A locomoção dentro do parque é feita de trem. São três estações; entramos na inicial, próxima ao Centro de Visitantes e fomos até a última, a Garganta del Diablo. O percurso dura meia hora e não é recomendado para quem não gosta de borboletas, pois há muitas delas. MUITAS. O tempo todo. Eu sempre gostei de borboletas, queria tirar fotos delas, mas acabei me irritando quando começaram a pousar em mim.

Cataratas del Iguazú - Borboletas.
Parecem folhas caindo, mas são borboletas.
A trilha Garganta del Diablo tem 2200 metros e leva à principal queda das cataratas argentinas. O percurso é feito em uma ponte de metal que despertou meu medo de altura, mas sobrevivi. A volta passa pelo mesmo caminho.

Não ficamos lá por muito tempo, pois queríamos fazer também as outras trilhas. Pegamos o trenzinho de volta e descemos na estação do meio (cujo nome eu acho que é Cataratas, mas não tenho certeza). De lá, saem duas trilhas principais, o Circuito Superior e o Circuito Inferior.

Cataratas del Iguazú - Circuito Inferior
Circuito Inferior
Pelo que vimos nos mapas, o final do Circuito Inferior parece ser o melhor, mas o caminho do Superior é mais bonito. Começamos pelo Inferior e planejávamos fazer o Superior em seguida, mas, quando voltamos, já havia passado do horário limite (17h) e eu já não tinha forças para mais uma caminhada. Talvez por isso eu não tenha achado a parte argentina das cataratas tão mais bonita que a parte brasileira, como várias pessoas me disseram que era. Se é bonito? Claro que é. É incrível e estão aí as fotos para provar. Mas, se eu tivesse que escolher um passeio para recomendar, seria o brasileiro.

Outra coisa que me incomodou foi a sinalização ruim. Pareceu-me muito fácil se perder ali (principalmente porque meu celular ficou sem sinal o tempo todo).

Cataratas del Iguazú - Queda final do Circuito Inferior
Queda final do Circuito Inferior
Além dessas trilhas, há opções para pessoas mais corajosas que eu e também um hotel dentro do Parque. No site Iguazú Argentina há mais informações.

Mais...

Após Parque, o plano era visitar o Icebar Iguazú, um bar de gelo que eu queria MUITO conhecer.

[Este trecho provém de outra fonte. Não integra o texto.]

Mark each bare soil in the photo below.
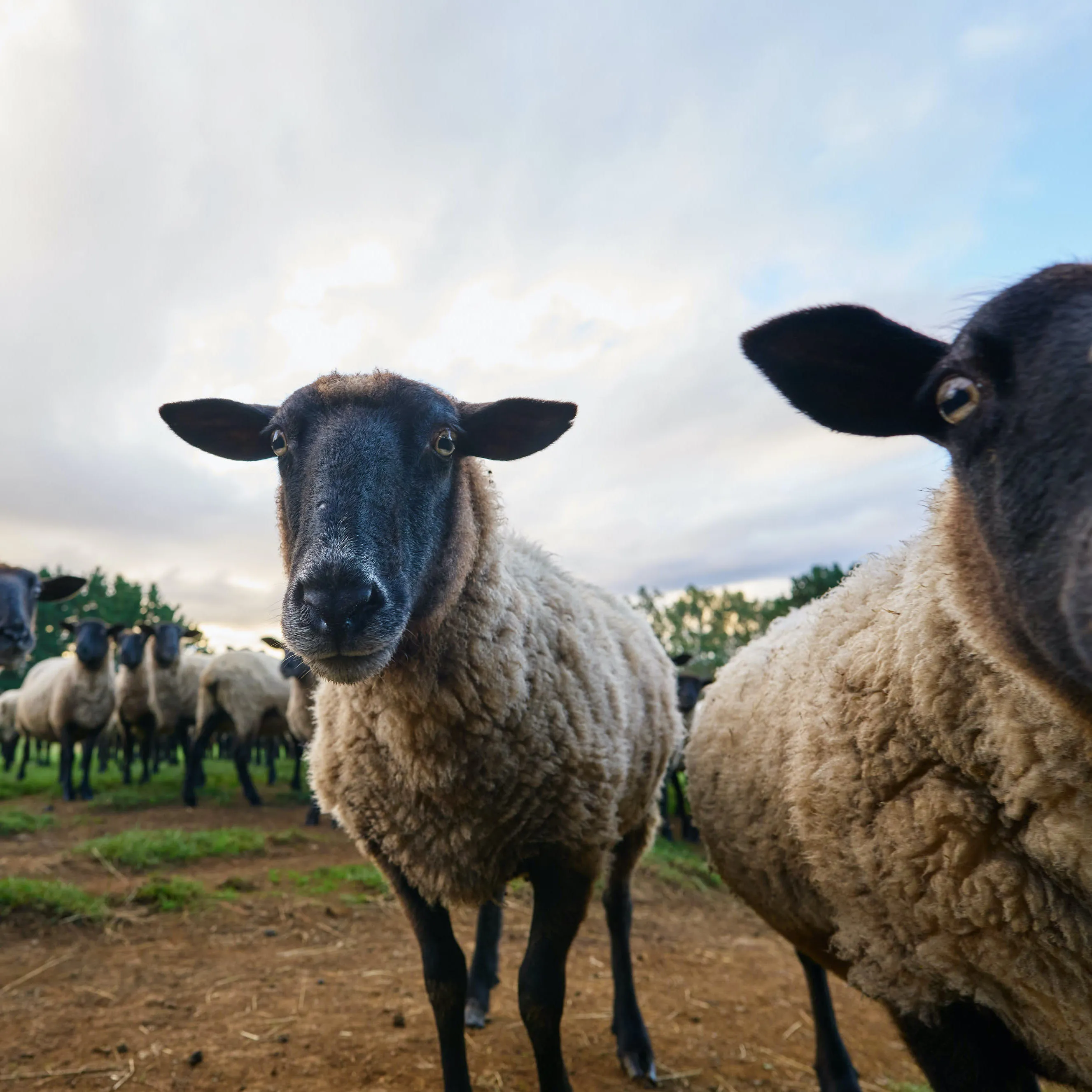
[0,797,922,1092]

Infelizmente, se tivéssemos parado, perderíamos o último ônibus para o Brasil. O bar e o Circuito Superior serão prioridades máximas caso eu volte à cidade algum dia. Também tenho curiosidade de conhecer um cassino.

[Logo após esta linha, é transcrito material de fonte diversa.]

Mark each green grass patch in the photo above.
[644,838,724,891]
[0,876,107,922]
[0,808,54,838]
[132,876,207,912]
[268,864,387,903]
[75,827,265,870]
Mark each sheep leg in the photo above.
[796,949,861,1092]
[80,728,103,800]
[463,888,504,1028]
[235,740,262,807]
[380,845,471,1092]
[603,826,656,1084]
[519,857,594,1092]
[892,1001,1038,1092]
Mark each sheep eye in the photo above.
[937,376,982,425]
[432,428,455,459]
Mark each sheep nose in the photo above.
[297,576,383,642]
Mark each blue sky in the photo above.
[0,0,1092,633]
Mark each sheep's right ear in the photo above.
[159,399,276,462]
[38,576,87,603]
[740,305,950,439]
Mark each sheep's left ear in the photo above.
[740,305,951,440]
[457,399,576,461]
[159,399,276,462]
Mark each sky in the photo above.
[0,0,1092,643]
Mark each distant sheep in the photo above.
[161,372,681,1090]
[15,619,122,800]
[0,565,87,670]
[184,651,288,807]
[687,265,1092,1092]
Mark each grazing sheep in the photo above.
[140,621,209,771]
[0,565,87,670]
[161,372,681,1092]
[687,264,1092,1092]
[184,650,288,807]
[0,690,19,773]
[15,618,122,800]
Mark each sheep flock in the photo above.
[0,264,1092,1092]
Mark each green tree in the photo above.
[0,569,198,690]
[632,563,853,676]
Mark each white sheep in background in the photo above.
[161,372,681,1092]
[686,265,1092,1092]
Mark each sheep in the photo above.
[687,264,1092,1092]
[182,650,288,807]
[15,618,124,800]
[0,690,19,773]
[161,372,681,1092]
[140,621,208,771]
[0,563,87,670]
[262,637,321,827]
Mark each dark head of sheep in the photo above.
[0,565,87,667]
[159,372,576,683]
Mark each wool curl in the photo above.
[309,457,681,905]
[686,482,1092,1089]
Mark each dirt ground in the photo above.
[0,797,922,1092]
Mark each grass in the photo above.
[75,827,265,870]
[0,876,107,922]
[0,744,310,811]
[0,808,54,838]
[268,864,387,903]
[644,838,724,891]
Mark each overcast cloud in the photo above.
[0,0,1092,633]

De todos os dias da viagem, esse foi o mais cansativo. Voltei com a sensação de que teria aproveitado muito mais se tivesse passado a noite na cidade e é isso o que eu recomendo a quem quiser ir: Um dia para a cidade e outro só para o Parque, com tempo para explorar todas as opções.

De qualquer forma, foi um passeio que eu amei fazer e que fechou muito bem a semana mais importante das minhas férias. E, agora que já terminei de escrever tudo o que gostaria, é hora de pensar nas próximas.